Of course, their ability to jump straight to Xahea raises the issue of just why they can’t keep the Discovery out of Control’s hands indefinitely but the writers finally throw a narrative wrench into those gears by tying the spore drive’s power output into the time travel preparations. Once they begin, the spore drive will be out of action for hours, making them vulnerable.
It’s pretty clear now, that the production had two episode’s worth of story and three episodes left to fill, which is why we get this curiously sedate episode in the middle of arguably one of the galaxy’s most critical moments. If we’re feeling generous, it’s the eye of the hurricane, but it does feel like there would have been a tighter two-parter here that wouldn’t feel so repetitious. Sure, it allows for some fun times, such as more Jet Reno (always a good thing) and an overdue thawing between Stamets and Culber but the writers also indulge in some truly WTF? moments such as Sarek and Amanda somehow managing to reach the Discovery even though they set off from Vulcan and are oblivious to the fact Section 31 are barrelling towards Discovery at the same time.

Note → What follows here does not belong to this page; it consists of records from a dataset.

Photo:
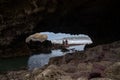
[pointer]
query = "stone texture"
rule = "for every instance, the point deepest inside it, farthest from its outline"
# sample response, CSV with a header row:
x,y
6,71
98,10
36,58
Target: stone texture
x,y
18,19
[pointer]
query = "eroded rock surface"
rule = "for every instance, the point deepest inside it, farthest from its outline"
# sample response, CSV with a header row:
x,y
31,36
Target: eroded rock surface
x,y
18,19
84,65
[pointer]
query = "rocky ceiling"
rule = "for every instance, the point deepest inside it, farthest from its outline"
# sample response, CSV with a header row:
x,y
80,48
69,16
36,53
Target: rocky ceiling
x,y
18,19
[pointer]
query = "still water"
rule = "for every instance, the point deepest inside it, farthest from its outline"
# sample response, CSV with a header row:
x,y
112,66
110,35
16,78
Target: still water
x,y
41,59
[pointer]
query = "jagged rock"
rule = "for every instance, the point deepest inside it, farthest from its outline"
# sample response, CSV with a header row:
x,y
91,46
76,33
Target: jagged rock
x,y
113,71
101,79
19,19
82,78
51,73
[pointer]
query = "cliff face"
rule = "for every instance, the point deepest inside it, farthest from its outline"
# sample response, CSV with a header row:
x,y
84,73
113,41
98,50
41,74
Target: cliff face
x,y
18,19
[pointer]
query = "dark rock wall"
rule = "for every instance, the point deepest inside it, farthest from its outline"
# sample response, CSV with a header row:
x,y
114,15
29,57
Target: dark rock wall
x,y
18,19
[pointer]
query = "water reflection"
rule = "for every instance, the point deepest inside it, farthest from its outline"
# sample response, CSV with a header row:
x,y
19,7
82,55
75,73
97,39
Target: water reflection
x,y
79,42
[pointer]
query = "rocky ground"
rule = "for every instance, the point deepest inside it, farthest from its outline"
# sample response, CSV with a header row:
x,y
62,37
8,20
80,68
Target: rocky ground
x,y
98,63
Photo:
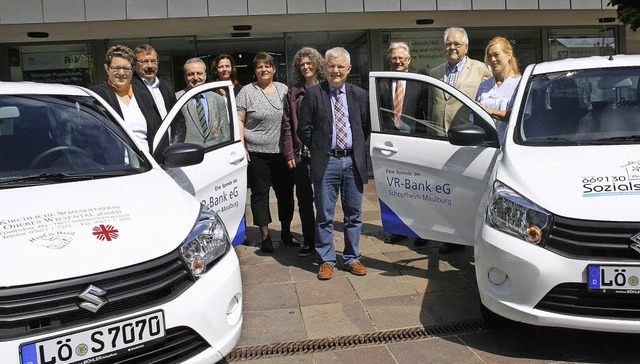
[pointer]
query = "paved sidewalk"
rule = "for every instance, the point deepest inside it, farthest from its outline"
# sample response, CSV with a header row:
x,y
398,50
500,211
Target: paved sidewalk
x,y
287,308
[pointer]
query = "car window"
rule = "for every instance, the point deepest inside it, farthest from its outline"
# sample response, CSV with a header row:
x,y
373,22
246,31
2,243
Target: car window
x,y
427,111
62,134
204,120
581,107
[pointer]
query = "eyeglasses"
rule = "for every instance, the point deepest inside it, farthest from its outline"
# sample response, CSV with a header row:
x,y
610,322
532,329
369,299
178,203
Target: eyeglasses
x,y
453,45
117,69
147,61
340,67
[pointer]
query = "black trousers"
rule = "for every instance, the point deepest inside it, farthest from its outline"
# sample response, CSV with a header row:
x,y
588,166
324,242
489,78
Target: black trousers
x,y
304,193
266,170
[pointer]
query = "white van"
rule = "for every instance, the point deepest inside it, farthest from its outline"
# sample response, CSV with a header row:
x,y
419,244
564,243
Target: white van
x,y
105,254
552,214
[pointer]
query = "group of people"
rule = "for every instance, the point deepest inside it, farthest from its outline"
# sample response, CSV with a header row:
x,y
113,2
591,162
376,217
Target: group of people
x,y
309,137
492,84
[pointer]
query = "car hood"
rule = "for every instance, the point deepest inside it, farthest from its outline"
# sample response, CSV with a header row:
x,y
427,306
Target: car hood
x,y
66,230
583,182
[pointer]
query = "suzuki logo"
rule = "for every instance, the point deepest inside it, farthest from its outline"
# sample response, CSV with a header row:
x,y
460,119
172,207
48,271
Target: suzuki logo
x,y
92,297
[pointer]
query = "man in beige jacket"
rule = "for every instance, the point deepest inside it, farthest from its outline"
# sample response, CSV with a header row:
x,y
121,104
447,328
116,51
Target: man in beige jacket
x,y
459,71
463,73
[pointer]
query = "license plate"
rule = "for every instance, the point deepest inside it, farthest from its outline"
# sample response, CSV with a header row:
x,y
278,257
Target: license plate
x,y
96,344
616,278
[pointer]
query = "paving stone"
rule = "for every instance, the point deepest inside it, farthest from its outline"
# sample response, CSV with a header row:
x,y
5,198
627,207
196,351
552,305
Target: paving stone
x,y
337,289
398,312
377,285
368,355
270,297
264,327
433,350
336,319
265,274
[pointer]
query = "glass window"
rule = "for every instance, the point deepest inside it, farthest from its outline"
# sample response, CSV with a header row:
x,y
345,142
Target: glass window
x,y
581,42
62,134
598,106
56,63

It really makes no sense for them to be able to reach Burnham for a face-to-face heart-to-heart.
In its best moments, there’s a real eve of battle feel to the episode which recalls the quieter moments from “The Best Of Both Worlds Part 1” and Pike’s bidding farewell to Discovery and her crew has genuine emotional heft but much of it is undercut by the gang – including Spock – telling Burnham they’re coming with her. It undercuts so much of the drama because we know that even if nobody else survives, Spock can’t go back to the future indefinitely. It’s as if they didn’t end “The Best Of Both Worlds Part 1” when Riker said ‘Fire!’ but kept going until after the deflector dish fired.
It’s a perfectly serviceable episode, but it’s too much promise for too little pay-off. Ctrl-Alt-Leland’s fleet has been imminent for two whole episodes now and I’m getting impatient for them to arrive. When they finally do, they surround the Enterprise and Discovery but do so in a way that I expect Spock to suggest indicates ‘two-dimensional thinking’.
Next week looks fun, though, and I think we can all look forward to “Star Trek: Discovery” asking “Star Trek: Voyager” to hold its synthale while it pulls off the most outrageous reset button push of the entire franchise.